There were no significant differences between procedural and periprocedural characteristics between patients with leaflet thrombosis and those without leaflet thrombosis.
Additionally, 16 patients received temporary anticoagulation therapy for 3 to 6 months from 2012 to 2015 because of leaflet findings on routine CT angiography, but the researchers noted there were no differences in all-cause mortality or stroke and TIA after exclusion of those patients.
Differences in definitions
In an accompanying editorial, Cardiology Today’s Intervention Editorial Board Member Raj Makkar, MD, and Tarun Chakravarty, MD, both from the Smidt Heart Institute at Cedars-Sinai Medical Center, highlighted several important limitations of the study.

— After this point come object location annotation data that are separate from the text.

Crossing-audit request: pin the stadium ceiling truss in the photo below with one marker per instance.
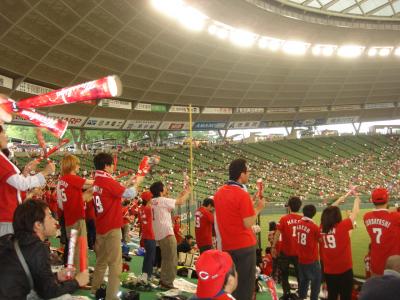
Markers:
(165, 67)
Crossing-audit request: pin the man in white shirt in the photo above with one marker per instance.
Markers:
(163, 230)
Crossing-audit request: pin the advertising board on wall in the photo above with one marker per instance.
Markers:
(104, 123)
(141, 124)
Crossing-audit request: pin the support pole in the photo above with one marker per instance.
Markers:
(191, 201)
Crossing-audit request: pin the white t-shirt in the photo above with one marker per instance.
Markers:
(162, 221)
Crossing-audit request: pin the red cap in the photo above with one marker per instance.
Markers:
(380, 196)
(211, 268)
(146, 196)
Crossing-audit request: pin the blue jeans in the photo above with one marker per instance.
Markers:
(149, 257)
(309, 273)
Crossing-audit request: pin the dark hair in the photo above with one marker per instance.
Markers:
(237, 167)
(207, 202)
(156, 188)
(309, 211)
(272, 226)
(294, 204)
(330, 217)
(26, 214)
(102, 160)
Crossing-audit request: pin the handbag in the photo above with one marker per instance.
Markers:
(32, 293)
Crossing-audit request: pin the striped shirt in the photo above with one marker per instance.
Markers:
(162, 220)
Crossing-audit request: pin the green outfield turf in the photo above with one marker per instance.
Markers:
(359, 238)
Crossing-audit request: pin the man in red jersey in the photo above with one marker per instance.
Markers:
(234, 218)
(307, 250)
(149, 240)
(12, 183)
(107, 197)
(204, 221)
(217, 277)
(383, 227)
(286, 230)
(69, 194)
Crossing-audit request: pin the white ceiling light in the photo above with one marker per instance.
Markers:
(328, 50)
(295, 48)
(317, 50)
(222, 33)
(192, 18)
(263, 43)
(212, 29)
(274, 44)
(242, 38)
(350, 51)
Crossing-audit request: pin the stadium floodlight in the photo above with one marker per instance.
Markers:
(385, 51)
(372, 52)
(212, 29)
(242, 38)
(263, 43)
(171, 8)
(192, 19)
(274, 44)
(222, 33)
(350, 51)
(295, 47)
(317, 50)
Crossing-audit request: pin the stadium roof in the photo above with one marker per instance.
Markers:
(164, 66)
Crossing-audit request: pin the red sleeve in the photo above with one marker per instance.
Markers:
(347, 224)
(210, 217)
(246, 207)
(116, 189)
(77, 181)
(6, 170)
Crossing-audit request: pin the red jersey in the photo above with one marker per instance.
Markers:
(8, 194)
(287, 227)
(204, 221)
(89, 211)
(146, 222)
(336, 248)
(267, 265)
(69, 192)
(107, 194)
(232, 205)
(307, 241)
(367, 264)
(384, 231)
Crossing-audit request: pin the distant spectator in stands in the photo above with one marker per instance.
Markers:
(217, 276)
(234, 218)
(335, 247)
(147, 235)
(72, 199)
(33, 224)
(307, 250)
(12, 183)
(164, 232)
(186, 246)
(204, 222)
(286, 233)
(386, 286)
(383, 227)
(177, 229)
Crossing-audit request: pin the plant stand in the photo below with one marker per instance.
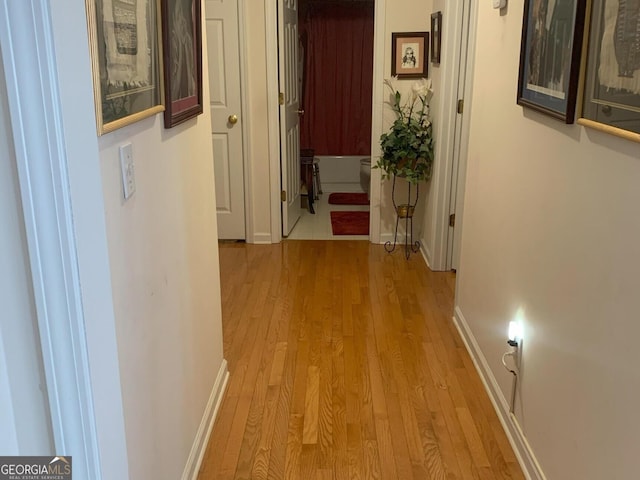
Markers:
(404, 210)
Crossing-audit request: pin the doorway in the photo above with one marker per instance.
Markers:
(335, 79)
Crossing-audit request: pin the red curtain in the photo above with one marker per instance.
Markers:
(337, 79)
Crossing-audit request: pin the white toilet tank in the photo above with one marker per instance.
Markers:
(365, 173)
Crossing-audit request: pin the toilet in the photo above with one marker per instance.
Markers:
(365, 174)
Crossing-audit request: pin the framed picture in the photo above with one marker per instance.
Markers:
(550, 55)
(126, 61)
(182, 42)
(436, 36)
(410, 54)
(611, 100)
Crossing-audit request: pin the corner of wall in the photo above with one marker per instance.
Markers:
(201, 441)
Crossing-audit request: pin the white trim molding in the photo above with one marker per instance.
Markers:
(53, 125)
(42, 171)
(246, 123)
(526, 458)
(375, 189)
(201, 441)
(271, 33)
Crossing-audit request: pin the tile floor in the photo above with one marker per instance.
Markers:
(318, 226)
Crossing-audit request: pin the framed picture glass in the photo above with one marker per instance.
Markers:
(182, 42)
(126, 61)
(410, 54)
(436, 36)
(612, 88)
(550, 55)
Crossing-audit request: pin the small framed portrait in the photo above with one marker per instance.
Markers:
(436, 36)
(410, 54)
(182, 42)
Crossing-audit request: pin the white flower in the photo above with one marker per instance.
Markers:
(422, 89)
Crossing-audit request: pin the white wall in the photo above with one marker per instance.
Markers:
(24, 413)
(166, 286)
(551, 229)
(159, 311)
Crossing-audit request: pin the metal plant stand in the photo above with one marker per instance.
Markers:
(404, 210)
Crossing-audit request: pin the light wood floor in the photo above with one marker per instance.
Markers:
(345, 364)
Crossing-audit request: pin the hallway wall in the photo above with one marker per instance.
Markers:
(24, 409)
(158, 254)
(551, 235)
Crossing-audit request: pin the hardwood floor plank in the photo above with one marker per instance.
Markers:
(311, 406)
(345, 365)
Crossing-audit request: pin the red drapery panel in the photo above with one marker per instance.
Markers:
(337, 80)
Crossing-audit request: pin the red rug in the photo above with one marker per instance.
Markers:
(348, 199)
(350, 223)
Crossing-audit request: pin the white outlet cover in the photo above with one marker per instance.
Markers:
(127, 170)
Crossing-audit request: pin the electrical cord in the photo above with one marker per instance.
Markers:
(504, 362)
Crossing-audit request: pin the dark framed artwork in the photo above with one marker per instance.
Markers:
(611, 100)
(550, 55)
(410, 54)
(436, 36)
(182, 42)
(124, 40)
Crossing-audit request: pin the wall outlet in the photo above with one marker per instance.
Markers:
(128, 172)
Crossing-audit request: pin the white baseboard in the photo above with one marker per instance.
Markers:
(526, 458)
(260, 239)
(330, 187)
(199, 447)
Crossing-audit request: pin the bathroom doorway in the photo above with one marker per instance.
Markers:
(336, 43)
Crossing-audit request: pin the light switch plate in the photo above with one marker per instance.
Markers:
(128, 172)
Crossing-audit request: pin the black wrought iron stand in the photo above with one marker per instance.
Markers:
(404, 210)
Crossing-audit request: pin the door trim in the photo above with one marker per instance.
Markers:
(245, 125)
(271, 30)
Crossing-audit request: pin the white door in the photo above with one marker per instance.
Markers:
(226, 123)
(289, 111)
(24, 415)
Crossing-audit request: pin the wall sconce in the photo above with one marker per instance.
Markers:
(514, 340)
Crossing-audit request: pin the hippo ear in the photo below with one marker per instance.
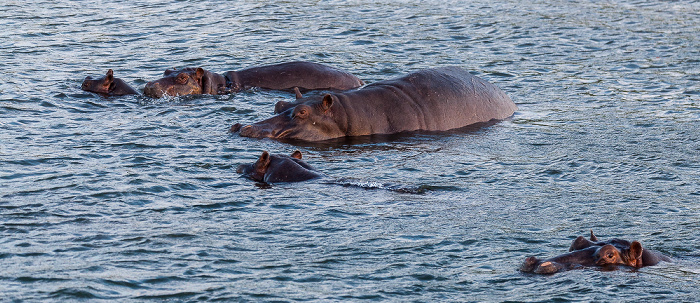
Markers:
(593, 237)
(636, 250)
(298, 93)
(281, 106)
(198, 74)
(263, 162)
(327, 102)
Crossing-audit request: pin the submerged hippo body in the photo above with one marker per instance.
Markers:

For instance, the definition of leaflet thrombosis — hypoattenuated leaflet thickening, with or without rigidity, or reduced leaflet motion of at least one leaflet segment — in this study differs from that used in previous studies, they wrote. The researchers also did not differentiate between periprocedural neurological events and those that occurred after CT angiography, and events were not independently adjudicated by a stroke neurologist. Makkar and Chakravarty also noted that CT angiography was performed early after TAVR, whereas it was performed 1 to 3 months after the procedure in other subclinical leaflet thrombosis studies.
However, these findings are somewhat reassuring, according to Makkar and Chakravarty.
“Given the lack of an association between clinical outcomes and leaflet thrombosis in this and other studies and the clinical benefits of TAVR, it is reasonable not to be alarmed by this finding,” they wrote. “Nonetheless, it is equally important to not neglect or prematurely consider this a ‘benign’ finding.” – by Melissa Foster
Disclosure: One author reports he is a consultant for Edwards Lifesciences. All other authors and Makkar report no relevant financial disclosures. Chakravarty reports he is a consultant and proctor for Edwards Lifesciences and Medtronic.